Pour remédier à la crise écologique, vous proposez de taxer la pollution. Cette idée a donné lieu aux mouvements des Bonnets rouges et des Gilets jaunes. Comment la rendre acceptable ?
Il existe en réalité déjà de nombreuses taxes vertes mais elles taxent la pollution de façon très hétérogène et avec une grande incohérence. En outre, la fiscalité environnementale ne représente qu’à peine 5% des 1 200 milliards annuels de recettes publiques françaises. Il s’agit donc de substituer ces nouvelles taxes à d’autres qui ponctionnent le travail ou le capital, et non pas de les ajouter comme on l’a fait maladroitement. Une fiscalité intelligente rendrait les biens et les services polluants plus chers et le capital et le travail moins chers, en évitant de détériorer le pouvoir d’achat des ménages et la compétitivité des entreprises.
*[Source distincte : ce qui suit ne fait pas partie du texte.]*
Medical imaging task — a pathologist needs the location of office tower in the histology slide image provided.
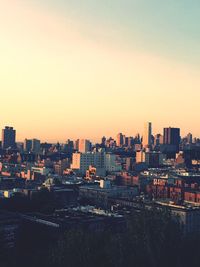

Pourquoi ne pas taxer une pollution nuisible en réduisant la fiscalité sur le capital et le travail, utiles ?
«Nous avons tous envie et besoin de contribuer socialement. Les “inactifs” travaillent presque toujours bénévolement. En revanche, l’économie aura de moins en moins la capacité de rémunérer un travail concurrencé par la machine, les robots ou l’intelligence artificielle»
À l’ère de l’argent gratuit et abondant, les banques centrales devraient, selon, vous donner de l’argent aux citoyens et non plus s’endetter. N’est-ce pas contre-intuitif ?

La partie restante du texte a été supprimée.